佳奈は恥ずかしさで頬を赤らめながらも、その温かい音に胸がじんわりと熱くなる。
『なぁ……』
隣でギターを抱えたままの良規が、小さく声をかけてきた。
彼の横顔は真剣で、夜の街灯りの中でも瞳が強く輝いて見えた。
『君の歌、ホンマに凄い。俺のギターと、こんなに合う声やったんやって……びっくりした』
佳奈は俯きながらも、少しだけ笑みをこぼした
「そんな……私なんて、ただ歌っただけだよ」
『ちゃうねん』
良規は首を振る。
『ただ歌っただけで、あんだけ響くんは才能や。
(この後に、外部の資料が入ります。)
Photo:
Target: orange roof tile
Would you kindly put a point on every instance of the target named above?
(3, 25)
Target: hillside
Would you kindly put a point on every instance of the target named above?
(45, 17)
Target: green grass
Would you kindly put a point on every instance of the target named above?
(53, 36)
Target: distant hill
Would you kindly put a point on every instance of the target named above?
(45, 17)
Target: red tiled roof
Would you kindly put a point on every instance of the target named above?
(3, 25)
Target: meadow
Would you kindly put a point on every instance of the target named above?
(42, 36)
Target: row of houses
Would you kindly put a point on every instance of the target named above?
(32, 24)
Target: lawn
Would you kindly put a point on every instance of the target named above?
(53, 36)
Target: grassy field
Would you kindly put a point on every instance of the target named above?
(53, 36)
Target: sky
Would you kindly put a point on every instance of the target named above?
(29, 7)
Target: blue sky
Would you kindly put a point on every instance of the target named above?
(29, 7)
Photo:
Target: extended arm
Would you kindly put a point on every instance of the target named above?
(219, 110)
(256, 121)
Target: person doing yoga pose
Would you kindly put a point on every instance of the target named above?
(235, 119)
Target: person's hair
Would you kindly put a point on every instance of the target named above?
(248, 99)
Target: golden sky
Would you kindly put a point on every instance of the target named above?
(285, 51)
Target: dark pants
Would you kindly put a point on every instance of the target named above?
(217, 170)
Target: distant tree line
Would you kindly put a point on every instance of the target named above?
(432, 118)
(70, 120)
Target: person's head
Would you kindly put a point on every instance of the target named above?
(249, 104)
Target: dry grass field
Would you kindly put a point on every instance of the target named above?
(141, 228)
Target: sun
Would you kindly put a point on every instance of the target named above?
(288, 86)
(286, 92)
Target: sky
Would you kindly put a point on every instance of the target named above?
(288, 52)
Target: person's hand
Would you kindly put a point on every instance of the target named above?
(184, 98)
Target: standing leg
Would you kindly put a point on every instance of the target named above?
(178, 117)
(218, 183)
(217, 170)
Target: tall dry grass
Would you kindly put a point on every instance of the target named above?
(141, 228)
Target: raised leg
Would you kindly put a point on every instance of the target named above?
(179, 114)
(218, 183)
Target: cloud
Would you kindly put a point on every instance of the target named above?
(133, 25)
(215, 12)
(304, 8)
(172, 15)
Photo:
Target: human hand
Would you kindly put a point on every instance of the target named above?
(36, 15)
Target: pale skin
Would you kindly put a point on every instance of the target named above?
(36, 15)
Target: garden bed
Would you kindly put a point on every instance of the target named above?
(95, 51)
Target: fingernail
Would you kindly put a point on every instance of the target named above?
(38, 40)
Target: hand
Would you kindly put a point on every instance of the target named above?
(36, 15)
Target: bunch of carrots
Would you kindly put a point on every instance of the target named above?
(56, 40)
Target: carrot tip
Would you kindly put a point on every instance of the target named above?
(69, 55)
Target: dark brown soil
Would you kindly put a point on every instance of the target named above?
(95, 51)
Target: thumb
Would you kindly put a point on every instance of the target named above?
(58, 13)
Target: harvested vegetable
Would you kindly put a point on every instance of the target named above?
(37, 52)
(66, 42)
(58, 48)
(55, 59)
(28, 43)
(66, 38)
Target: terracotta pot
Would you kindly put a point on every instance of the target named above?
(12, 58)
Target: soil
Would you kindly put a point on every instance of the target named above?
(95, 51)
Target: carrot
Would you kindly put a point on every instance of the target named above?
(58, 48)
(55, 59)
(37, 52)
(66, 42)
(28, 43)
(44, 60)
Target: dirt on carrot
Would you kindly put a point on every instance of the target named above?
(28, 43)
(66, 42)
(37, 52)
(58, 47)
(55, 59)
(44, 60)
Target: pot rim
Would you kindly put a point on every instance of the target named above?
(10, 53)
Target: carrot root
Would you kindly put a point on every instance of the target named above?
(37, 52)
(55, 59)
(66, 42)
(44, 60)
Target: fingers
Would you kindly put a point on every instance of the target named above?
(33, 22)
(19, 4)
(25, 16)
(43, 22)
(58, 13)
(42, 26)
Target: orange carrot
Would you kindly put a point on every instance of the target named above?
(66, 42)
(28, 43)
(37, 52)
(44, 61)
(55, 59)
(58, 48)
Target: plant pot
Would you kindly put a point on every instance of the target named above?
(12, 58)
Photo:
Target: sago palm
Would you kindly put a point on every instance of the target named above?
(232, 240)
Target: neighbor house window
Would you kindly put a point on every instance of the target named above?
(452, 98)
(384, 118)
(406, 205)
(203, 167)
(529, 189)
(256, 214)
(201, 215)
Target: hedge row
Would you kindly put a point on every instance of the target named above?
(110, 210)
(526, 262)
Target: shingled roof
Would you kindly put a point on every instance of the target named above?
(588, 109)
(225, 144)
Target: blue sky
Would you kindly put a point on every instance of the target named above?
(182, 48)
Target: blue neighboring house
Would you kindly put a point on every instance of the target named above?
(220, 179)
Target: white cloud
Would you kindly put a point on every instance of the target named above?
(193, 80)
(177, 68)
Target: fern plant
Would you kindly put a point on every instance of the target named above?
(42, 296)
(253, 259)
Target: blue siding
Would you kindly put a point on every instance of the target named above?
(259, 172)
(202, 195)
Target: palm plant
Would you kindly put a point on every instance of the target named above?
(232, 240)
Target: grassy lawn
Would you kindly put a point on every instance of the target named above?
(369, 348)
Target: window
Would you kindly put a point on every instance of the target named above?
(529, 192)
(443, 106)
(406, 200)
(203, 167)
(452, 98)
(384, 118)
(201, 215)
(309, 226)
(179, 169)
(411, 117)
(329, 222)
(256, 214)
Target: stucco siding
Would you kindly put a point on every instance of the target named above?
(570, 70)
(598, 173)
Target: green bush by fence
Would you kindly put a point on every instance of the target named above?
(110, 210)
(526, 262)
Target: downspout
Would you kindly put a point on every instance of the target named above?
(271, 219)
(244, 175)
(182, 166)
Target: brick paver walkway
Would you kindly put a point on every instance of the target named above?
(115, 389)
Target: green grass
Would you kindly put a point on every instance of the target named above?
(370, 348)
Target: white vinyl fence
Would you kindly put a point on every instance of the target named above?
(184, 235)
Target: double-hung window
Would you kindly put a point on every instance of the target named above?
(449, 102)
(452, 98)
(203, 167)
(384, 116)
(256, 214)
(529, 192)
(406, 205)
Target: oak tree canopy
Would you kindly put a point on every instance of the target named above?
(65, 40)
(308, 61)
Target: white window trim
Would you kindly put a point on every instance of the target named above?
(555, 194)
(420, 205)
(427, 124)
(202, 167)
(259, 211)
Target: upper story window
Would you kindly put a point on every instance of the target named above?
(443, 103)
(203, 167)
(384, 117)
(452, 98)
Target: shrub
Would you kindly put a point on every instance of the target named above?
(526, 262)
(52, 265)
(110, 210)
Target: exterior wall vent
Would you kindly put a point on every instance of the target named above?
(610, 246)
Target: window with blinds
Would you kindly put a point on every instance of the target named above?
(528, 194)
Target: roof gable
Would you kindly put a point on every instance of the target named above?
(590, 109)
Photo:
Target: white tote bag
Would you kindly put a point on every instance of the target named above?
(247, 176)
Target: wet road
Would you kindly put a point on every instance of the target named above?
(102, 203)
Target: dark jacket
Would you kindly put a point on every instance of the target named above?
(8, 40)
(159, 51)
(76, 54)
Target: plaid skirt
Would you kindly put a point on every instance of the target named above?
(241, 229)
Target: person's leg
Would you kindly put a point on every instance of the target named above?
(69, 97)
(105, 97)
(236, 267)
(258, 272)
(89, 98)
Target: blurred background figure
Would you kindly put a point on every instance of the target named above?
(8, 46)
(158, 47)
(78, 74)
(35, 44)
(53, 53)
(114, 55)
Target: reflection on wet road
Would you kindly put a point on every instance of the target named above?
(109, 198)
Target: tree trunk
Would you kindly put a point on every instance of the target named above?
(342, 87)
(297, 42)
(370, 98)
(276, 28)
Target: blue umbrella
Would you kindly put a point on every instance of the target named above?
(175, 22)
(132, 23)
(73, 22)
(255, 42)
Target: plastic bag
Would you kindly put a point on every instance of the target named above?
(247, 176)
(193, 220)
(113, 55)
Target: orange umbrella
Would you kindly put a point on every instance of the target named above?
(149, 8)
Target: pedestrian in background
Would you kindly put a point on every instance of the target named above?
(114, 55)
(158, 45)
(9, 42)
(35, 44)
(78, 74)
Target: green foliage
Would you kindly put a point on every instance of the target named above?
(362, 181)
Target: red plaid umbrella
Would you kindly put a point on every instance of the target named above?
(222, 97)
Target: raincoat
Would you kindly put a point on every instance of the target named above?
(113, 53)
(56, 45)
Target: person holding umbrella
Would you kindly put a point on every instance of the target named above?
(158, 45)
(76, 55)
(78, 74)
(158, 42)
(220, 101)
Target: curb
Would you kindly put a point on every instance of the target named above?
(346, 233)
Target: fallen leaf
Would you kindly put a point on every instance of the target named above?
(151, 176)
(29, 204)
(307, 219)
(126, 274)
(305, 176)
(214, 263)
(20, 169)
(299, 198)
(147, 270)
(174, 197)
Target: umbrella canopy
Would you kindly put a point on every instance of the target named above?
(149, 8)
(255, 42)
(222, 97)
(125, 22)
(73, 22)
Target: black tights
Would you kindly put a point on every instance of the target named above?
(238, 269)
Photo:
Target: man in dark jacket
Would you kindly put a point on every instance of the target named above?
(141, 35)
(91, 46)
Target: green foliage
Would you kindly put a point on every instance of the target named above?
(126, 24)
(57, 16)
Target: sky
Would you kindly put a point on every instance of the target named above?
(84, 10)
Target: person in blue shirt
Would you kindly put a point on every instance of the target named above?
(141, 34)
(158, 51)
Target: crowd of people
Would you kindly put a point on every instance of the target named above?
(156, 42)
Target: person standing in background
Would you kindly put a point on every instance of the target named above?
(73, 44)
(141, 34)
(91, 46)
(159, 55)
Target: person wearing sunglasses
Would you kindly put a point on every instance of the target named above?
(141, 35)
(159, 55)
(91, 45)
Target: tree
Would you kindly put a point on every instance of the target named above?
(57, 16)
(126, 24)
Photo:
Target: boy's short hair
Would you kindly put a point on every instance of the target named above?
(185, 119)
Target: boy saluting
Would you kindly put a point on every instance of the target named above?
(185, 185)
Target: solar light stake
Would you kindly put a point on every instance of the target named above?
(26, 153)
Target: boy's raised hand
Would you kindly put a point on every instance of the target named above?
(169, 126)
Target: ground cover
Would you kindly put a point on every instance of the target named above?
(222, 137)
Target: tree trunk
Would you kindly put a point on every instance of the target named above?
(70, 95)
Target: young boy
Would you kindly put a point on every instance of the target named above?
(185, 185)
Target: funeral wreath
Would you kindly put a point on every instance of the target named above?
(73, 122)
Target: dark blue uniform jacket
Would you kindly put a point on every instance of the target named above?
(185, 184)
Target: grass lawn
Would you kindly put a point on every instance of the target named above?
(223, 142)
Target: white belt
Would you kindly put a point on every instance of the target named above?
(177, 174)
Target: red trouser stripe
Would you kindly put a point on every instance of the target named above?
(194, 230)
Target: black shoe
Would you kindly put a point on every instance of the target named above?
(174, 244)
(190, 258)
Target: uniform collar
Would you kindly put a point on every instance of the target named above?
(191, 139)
俺、今までずっと一人でギター弾いてきたけど……君と一緒なら、もっと先に行ける気がする。』
彼の真っ直ぐな言葉に、心臓が跳ねた
『一緒に音楽やらへんか?』
静かな夜に、その言葉が真剣に響く。
佳奈は驚きながらも、胸の奥が熱くなり、迷いながら口を開いた。
「……私で、いいの?」
『君がええんや』
その一言が、決定的だった。
気づけば、佳奈の口から自然に答えがこぼれていた。
「……うん。一緒にやりたい」
良規はぱっと笑顔を見せ、ギターの弦を軽く鳴らした。
その音は、まるで二人の約束を確かめるように澄んで響いた。
こうして、ギターとボーカルの小さなユニットが生まれた。
夢も未来も、まだ何も形にはなっていない。
けれど、この夜交わした約束が、二人を大きなステージへと導いていくのだった。